Leanpub: Publish Early, Publish Often

Basic Type Based Versioning

Throughout this chapter, we will look at how to version events in an Event Sourced system. We will, however, take on a few constraints that make the problem both more difficult and more unrealistic. We will assume that we are forced to use a serializer that has no support for versioning (such as a .NET or Java binary serializer, for example).

Even in such an unusual case, we can still handle versioning, but it may result in unusual conditions, depending on the circumstances.

In order to look through a concrete example, I will use the SimpleCQRS example. In particular, we will focus on how to version a change to the Deactivate behavior.

Getting Started

Most developers have dealt with versioning at some level before. For instance, when releasing a new version of software, it is common to upgrade a SQL database from one schema to another. When dealing with such changes, developers need to consider the differences between breaking and non-breaking changes.

Adding a table
Renaming a column
Deleting a column
Adding a view
Deleting a stored procedure
Adding a stored procedure

Normally, additive changes are non-breaking, though I once heard a funny story about a table named “foo” that put all the stored procedures into a special “debug mode”. We should strive, however, to make additive changes non-breaking.

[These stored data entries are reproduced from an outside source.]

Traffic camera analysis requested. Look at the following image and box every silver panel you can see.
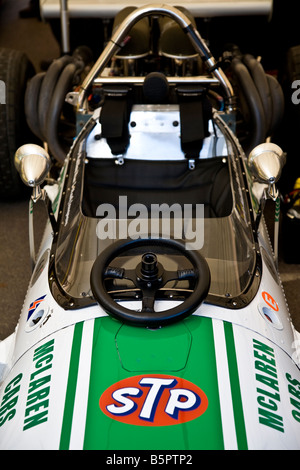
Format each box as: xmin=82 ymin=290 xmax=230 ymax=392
xmin=40 ymin=0 xmax=273 ymax=19
xmin=86 ymin=104 xmax=227 ymax=160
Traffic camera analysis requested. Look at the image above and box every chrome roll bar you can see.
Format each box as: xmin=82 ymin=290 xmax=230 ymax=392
xmin=93 ymin=76 xmax=219 ymax=86
xmin=76 ymin=4 xmax=234 ymax=113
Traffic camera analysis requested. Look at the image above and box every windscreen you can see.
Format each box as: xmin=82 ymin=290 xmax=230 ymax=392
xmin=53 ymin=117 xmax=257 ymax=308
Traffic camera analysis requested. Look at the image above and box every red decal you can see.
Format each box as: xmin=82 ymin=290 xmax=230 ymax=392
xmin=262 ymin=291 xmax=279 ymax=312
xmin=99 ymin=374 xmax=208 ymax=426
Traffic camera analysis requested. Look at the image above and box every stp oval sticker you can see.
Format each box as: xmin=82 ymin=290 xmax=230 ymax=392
xmin=99 ymin=374 xmax=208 ymax=426
xmin=262 ymin=291 xmax=279 ymax=311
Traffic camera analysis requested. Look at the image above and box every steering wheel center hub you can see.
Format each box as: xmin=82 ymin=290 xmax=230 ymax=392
xmin=136 ymin=252 xmax=163 ymax=285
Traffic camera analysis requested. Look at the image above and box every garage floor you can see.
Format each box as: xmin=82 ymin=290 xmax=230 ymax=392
xmin=0 ymin=0 xmax=299 ymax=340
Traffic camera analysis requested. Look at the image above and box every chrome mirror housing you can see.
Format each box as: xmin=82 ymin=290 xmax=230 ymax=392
xmin=248 ymin=142 xmax=286 ymax=185
xmin=248 ymin=143 xmax=286 ymax=201
xmin=14 ymin=144 xmax=54 ymax=267
xmin=14 ymin=144 xmax=51 ymax=188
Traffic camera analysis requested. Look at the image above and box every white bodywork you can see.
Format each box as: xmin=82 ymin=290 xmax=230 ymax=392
xmin=0 ymin=109 xmax=299 ymax=449
xmin=1 ymin=3 xmax=299 ymax=450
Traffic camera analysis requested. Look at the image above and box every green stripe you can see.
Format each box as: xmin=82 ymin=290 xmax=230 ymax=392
xmin=224 ymin=322 xmax=248 ymax=450
xmin=83 ymin=316 xmax=224 ymax=450
xmin=59 ymin=322 xmax=83 ymax=450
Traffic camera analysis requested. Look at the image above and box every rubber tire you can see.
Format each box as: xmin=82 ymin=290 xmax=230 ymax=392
xmin=0 ymin=48 xmax=35 ymax=199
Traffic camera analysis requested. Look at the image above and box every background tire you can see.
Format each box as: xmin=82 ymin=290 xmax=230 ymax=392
xmin=0 ymin=47 xmax=35 ymax=199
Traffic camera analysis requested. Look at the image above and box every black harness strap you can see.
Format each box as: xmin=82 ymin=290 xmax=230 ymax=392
xmin=177 ymin=86 xmax=210 ymax=161
xmin=100 ymin=87 xmax=132 ymax=156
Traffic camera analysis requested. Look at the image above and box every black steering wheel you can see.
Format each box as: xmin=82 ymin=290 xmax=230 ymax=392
xmin=90 ymin=238 xmax=210 ymax=327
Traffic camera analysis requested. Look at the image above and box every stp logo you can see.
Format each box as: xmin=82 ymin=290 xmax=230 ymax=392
xmin=262 ymin=291 xmax=279 ymax=312
xmin=99 ymin=374 xmax=208 ymax=426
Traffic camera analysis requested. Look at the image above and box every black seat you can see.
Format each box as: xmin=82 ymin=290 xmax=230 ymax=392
xmin=82 ymin=157 xmax=233 ymax=219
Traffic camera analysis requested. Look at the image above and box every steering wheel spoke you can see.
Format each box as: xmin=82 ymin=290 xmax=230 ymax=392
xmin=141 ymin=290 xmax=156 ymax=313
xmin=104 ymin=266 xmax=125 ymax=279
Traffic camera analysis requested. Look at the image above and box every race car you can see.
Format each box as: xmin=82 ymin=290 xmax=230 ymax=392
xmin=0 ymin=4 xmax=299 ymax=450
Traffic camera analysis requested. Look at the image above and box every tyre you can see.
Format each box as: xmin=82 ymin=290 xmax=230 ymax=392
xmin=0 ymin=47 xmax=35 ymax=199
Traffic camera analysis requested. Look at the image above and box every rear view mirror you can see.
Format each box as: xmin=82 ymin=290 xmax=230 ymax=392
xmin=14 ymin=144 xmax=51 ymax=189
xmin=14 ymin=144 xmax=54 ymax=267
xmin=248 ymin=142 xmax=286 ymax=185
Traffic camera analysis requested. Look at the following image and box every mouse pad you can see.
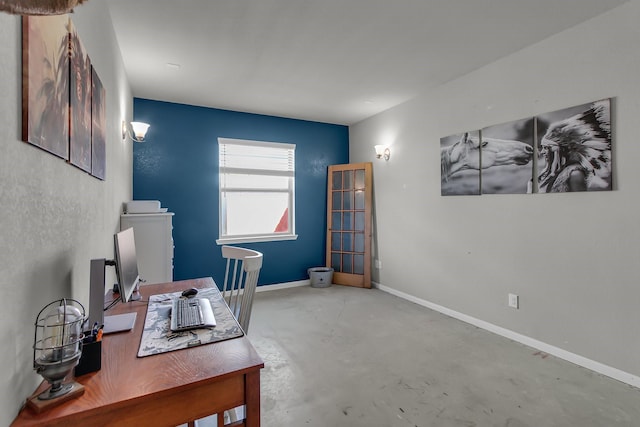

As such, when dealing with versioning, we will insist on only having additive changes as opposed to destructive ones. We will always add a new version of an event. Accordingly, both destructive changes, such as the renaming of a property, as well as additive changes can be made when adding a new version of an event, since the addition of that new event still represents a change that is additive overall.

In the code example, we start with an event that looks like:

1 public class InventoryItemDeactivated : Event {
2     public readonly Guid Id;
3 
4     public InventoryItemDeactivated(Guid id)
5     {
6         Id = id;
7     }
8 }

The software change requested is our inclusion of a reason associated with why the user was deactivating the inventory item, and we will also rename the ID property “ItemId”. This is allowed as it is still an additive change, since it introduces a new version of the event and does not change the existing one.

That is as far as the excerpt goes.